In the process of modeling and analyzing time/depth series data, the trend term is often fitted with a single form of function [
15,
16]. Wu and Wang (2008) proposed a method to perform function fitting, assuming that the trending data is represented by a polynomial function. They optimized the order of the polynomial function based on statistical methods for error analysis. They processed the real-time projection data of composite materials to extract defect information effectively [
15]. Al Gharbi et al. (2018) presented metaheuristics models to generate functional approximation equations that identify data trends. They proposed a functional approximator combining a sine function, a cosine function, and a polynomial with six parameters to be determined. Several metaheuristics approaches, including the greedy algorithm, the random algorithm, the hill climbing algorithm, and the simulated annealing algorithm, were utilized and compared. They obtained satisfactory fitting results using the simulated annealing algorithm, with a Mean Absolute Error (MAE) of 10.50 for drilling data [
16].
In view of the data cleansing problem in the oilfield, the conventional data cleansing workflow is complicated, including procedures of statistical analysis, computerized methods, and manual steps. Common issues of outliers, missing values, and duplicates involve a variety of processing methods. According to data characteristics, data analysts need to select processing methods for each type of issue in sequence to achieve the complete data cleansing workflow. The data cleansing quality depends on the experience of data analysts and the understanding of data characteristics. In the data cleansing workflow, the lack of overall analysis of the oilfield data needs to be optimized. For the function fitting process after data cleansing, it is difficult to improve the fitting accuracy when assuming a single form of function to model data composed of segments that may follow different trends. Well logging and drilling data usually present significantly different trending characteristics depending on formation and drilling conditions. Therefore, it is more reasonable to perform segmented function fitting instead of adding complicated function terms in a global fitting function. The combined fitting function with more function types and more coefficients may cause solving complexity and overfitting problems. Al Gharbi et al. (2015) proposed a real-time automated data cleansing method based on statistical analysis that processes duplicate and abnormal information while retaining data trends [
17]. On the basis, in this paper, the primary cleansing process is improved by optimizing the data density threshold. Based on similar criteria, the cleansed data are automatically divided into subsequences, and the fitting function of each subsequence is determined to achieve piecewise fitting. The automated cleansing and function fitting method of well logging and drilling data proposed in this paper can deal with outliers, duplicates, and missing values in an integrated manner, thereby significantly eliminating duplicate and abnormal information on the premise of retaining original data trends, automatically controlling the data frequency while guaranteeing data quality, and flexibly adapting to the input data requirements of subsequent simulation calculation and intelligent analysis.

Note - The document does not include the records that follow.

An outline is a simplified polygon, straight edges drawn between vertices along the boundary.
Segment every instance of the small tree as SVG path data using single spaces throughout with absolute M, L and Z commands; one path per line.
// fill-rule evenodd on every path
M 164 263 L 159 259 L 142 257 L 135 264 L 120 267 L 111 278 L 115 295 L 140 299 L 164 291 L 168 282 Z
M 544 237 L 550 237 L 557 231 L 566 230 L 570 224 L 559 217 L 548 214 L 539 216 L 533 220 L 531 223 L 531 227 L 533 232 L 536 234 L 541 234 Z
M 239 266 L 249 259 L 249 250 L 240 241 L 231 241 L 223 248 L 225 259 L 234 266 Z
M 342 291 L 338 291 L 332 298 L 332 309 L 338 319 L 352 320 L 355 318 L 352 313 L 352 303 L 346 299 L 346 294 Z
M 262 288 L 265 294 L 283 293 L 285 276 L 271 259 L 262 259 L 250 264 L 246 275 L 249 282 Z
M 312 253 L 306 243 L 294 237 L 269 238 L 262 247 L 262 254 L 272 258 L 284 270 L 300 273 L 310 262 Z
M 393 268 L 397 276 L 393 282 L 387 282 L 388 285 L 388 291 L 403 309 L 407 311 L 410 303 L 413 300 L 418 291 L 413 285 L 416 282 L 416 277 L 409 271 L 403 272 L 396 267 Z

2. Automated Data Cleansing and Function Fitting Method
In the petroleum field, a large amount of real-time data is generated in core processes such as geophysical exploration, drilling, logging, and production. A significant proportion of data are sequential data labeled by time or depth. The drilling process is a core procedure of petroleum engineering that refers to the systematic engineering of drilling wellbore holes underground using machinery or specialized technology to explore or exploit oil and natural gas. During the drilling process, a variety of critical data are measured in real time or in stages to monitor the drilling status, optimize operations, guarantee safety, and evaluate formation characteristics. Among all the data measured, well logging and drilling engineering data are two important types of data that help avoid drilling risks. Drilling engineering data, such as hook load, torque, and pump pressure, directly reflect downhole conditions, and well logging data help to identify formation changes, such as high-pressure layers and weak formations.
The method developed in this paper is applicable to well logging and drilling data. Well logging and drilling data are obtained through surface or downhole sensors and transmitted to rig floor monitors or remote centers during drilling or production at the oilfield site. Well logging data is obtained through sensors deployed into a well via cables or while-drilling tools. The data is transmitted back to the surface system for processing and interpretation and utilized to measure the physical properties of the formation and its fluids. Drilling engineering data is obtained through real-time monitoring, sensor measurements, logging techniques, and post-analysis. The data is mainly used to optimize drilling operations, guarantee safety, and evaluate formation characteristics.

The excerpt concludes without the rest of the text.